Two’s Company [BBC commission: world premiere]
Nicholas Daniel (oboe) & Dame Evelyn Glennie (percussion)
BBC Symphony Orchestra
Reviewed by: Steve Lomas
Reviewed: 31 August, 2007
Venue: Royal Albert Hall, London
The stage-setting as the performance begins has four percussion stations, two at the front of the smallish orchestra and two at the rear. The percussion soloist occupies the one at the front-right – with no sign of the oboist. The orchestra unfolds a slow, ruminative tapestry of interlocking lines with part-writing of marvellous subtlety. The soloist initially discharges the function of an orchestral percussionist (there are none otherwise), adding delicate splashes of colour on gong and chimes. Enter the oboe soloist from the left of the auditorium, interrupting the orchestral flow with a forlorn soliloquy.
The work then plays out – and thereby delineates its form – as a coy ritual of courtship. The percussionist deploys various strategies to attract the attention of the easily distracted oboist (who has infiltrated the orchestra), moving first to a vibraphone at the rear-right and then to a drum-kit rear-left. Inevitably this latter yields the most propulsive music so far and a catharsis, in the fall-out of which the oboe at last opens up to the percussion and the two – now physically adjacent with the percussionist on marimba – intertwine ever-more closely in an imitative dialogue, finally reaching an unanticipated resolution with a cadence on a major triad.
With the drama of the concerto focussing essentially on the relationship between the two soloists, the role of the orchestra is subordinated to that of facilitator, supplying harmonic fields and melodic patterns in which the soloists work out their drama. The orchestra is in effect the platform on which the soloists perform. From time to time a solo instrument or group calls out from within the orchestra, interacting with the soloists (usually the oboist) in the manner of a subsidiary character or prop.
Without a score I was not sure if the modicum of physical acting – longing glances and at one point the percussionist leading the oboist by the hand – is written into the piece. I could imagine a more hieratic approach to this aspect with all movement formalised in the manner of a Noh play. It is also tempting to speculate how the implied (with these particular performers) heterosexual mating game would play out with other combinations of performer gender!
Musgrave’s compositional art is supremely fluent and almost in danger of being taken for granted these days. The musical language of Two’s Company is elegant, soft-hued, witty and altogether ‘late manner’. Speaking from a recent immersion of my own in the operas of Richard Strauss, if Musgrave’s visceral Horn Concerto is “Elektra”, then Two’s Company was “Capriccio”, a civilised discourse about the nature of discourse.

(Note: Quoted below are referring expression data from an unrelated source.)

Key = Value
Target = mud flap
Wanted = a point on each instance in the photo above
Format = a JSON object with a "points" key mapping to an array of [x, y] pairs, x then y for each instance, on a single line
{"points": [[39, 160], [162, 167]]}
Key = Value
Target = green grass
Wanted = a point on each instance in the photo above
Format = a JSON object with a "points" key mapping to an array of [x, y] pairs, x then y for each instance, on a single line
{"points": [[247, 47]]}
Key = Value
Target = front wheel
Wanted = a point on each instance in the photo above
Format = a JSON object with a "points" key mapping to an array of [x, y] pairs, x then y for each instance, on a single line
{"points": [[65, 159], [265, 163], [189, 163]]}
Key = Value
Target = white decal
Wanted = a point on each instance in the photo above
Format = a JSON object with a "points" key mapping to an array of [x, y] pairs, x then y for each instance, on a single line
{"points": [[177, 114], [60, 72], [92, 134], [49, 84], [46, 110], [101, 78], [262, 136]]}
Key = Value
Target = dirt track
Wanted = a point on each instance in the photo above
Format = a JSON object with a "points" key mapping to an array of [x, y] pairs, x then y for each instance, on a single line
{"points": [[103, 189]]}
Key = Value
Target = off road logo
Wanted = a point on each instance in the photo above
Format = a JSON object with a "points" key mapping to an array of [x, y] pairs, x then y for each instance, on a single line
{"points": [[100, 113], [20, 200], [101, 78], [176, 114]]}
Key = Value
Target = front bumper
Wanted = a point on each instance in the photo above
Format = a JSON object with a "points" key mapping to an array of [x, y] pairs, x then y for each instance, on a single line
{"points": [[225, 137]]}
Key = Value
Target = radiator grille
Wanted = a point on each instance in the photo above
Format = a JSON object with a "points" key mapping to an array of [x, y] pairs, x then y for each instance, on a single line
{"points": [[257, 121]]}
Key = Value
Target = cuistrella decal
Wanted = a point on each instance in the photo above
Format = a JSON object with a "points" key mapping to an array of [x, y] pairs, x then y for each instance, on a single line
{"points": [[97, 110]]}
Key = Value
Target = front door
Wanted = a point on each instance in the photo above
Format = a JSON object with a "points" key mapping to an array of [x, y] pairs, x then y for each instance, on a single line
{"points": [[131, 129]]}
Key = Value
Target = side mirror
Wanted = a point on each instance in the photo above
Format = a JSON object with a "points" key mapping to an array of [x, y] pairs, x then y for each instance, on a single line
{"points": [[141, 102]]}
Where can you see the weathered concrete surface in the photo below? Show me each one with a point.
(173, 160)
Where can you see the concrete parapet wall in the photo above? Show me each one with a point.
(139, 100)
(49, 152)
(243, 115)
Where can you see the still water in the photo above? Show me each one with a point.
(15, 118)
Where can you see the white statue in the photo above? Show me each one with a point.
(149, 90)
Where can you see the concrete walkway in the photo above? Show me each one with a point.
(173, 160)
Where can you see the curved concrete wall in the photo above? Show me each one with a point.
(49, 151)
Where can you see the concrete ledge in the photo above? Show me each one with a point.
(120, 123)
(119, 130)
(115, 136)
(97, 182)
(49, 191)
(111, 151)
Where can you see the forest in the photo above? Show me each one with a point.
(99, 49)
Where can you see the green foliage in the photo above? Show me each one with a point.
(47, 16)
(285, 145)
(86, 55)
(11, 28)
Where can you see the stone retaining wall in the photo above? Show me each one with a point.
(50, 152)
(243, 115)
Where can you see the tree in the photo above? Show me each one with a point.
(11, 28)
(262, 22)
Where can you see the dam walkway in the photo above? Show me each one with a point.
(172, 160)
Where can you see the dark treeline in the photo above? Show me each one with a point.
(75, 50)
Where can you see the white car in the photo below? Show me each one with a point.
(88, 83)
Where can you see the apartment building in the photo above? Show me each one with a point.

The soloists could hardly be improved upon. Nicholas Daniel, for whom Musgrave wrote her 1995 oboe concerto Helios, performed miracles of tonal control and effortless virtuosity in his familiar unflappable manner. Evelyn Glennie reined in her sometimes-distracting self-absorption in the service of the greater whole. The writing may not have been the most challenging she has ever worked with but the emotional arc of her part was perfectly captured. The BBC Symphony Orchestra under its Chief Conductor Jiří Bělohlávek contributed a well-drilled underpinning.
My only complaint about Two’s Company is its irritatingly glib title, reminiscent of the kind popular with certain young British composers in the 1980s – Mixed Doubles, Parallel Bars et al. Otherwise I predict a healthy future for the 20-minute work.
I found the performance of Mahler 1 a frustratingly uneven affair.
The should-be magical opening was distinctly earthbound, with ragged unisons, sour tuning and poorly-shaded dynamics, which were also to feature elsewhere in the account. The leaden tempo of the outer panels of the second movement created contrast problems, in that we seemed to be re-treading much of the ground of the first movement and the central Ländler had to be taken at an even slower pace verging on the dirge-like.
Set against that, the dreamy major-key interlude in the third movement was wonderfully tender and the much-deferred peroration of the finale was genuinely thrilling. As was the terrifying beginning of that movement, which seems to presage the birth of modernity in music and was to be so influential on the young Schoenberg.
A serviceable performance overall but Abbado and the Lucerne Festival Orchestra had too recently shown what a Mahler performance should really sound like.